Steam swirled up from the muffins, which were
golden brown on top. He waited just until they were cool enough to touch, then
plucked one out of its tin and raised it to his lips, unable to resist. He took
a big bite out of the top and felt a gush of something warm and juicy in his
mouth as he chewed. Swallowing, he looked down to see the inside of the muffin,
tinged red, where he’d bitten into it. He licked the blood from his lips and
wiped his fingers clean on the napkin she’d given him.
Then he heard a familiar scratching, the sound of
toenails against glass, and he followed the noise into an adjacent room, where
he saw a dog sitting outside the patio door. It was pawing at the door, whining
to be let in. “Well, hey there,” Nick said, opening the door and bending down
to scratch the dog’s ears. “I bet you’re hungry, aren’t you, boy?”

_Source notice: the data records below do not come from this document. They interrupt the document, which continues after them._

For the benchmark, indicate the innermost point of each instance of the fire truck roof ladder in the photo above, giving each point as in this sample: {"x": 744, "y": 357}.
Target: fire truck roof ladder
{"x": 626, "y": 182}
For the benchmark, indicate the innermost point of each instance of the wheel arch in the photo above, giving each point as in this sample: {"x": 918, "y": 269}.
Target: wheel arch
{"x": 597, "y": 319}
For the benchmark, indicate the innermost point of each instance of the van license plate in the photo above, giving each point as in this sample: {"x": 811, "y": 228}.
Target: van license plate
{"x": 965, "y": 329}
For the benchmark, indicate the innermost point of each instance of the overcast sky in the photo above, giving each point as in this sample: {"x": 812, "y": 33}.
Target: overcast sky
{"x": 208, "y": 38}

As if it could understand him, the dog slunk right
past him and scampered into the kitchen, where its food bowl stood empty. It
looked up at Nick expectantly, seemingly more concerned about the lack of food
than the stranger in its owner’s kitchen. “You want some breakfast, buddy?”
Nick asked, offering the dog his half-eaten muffin.
The dog scarfed it right up, and it was gone in
one swallow.
Nick smiled. “Good boy.”
Confident that the dog and cat would survive on
the muffins made of their master until she was reported missing, he left her
house and walked the few blocks back to his hotel, still humming the Muffin Man
song to himself and thinking, One dozen down… so many more to go.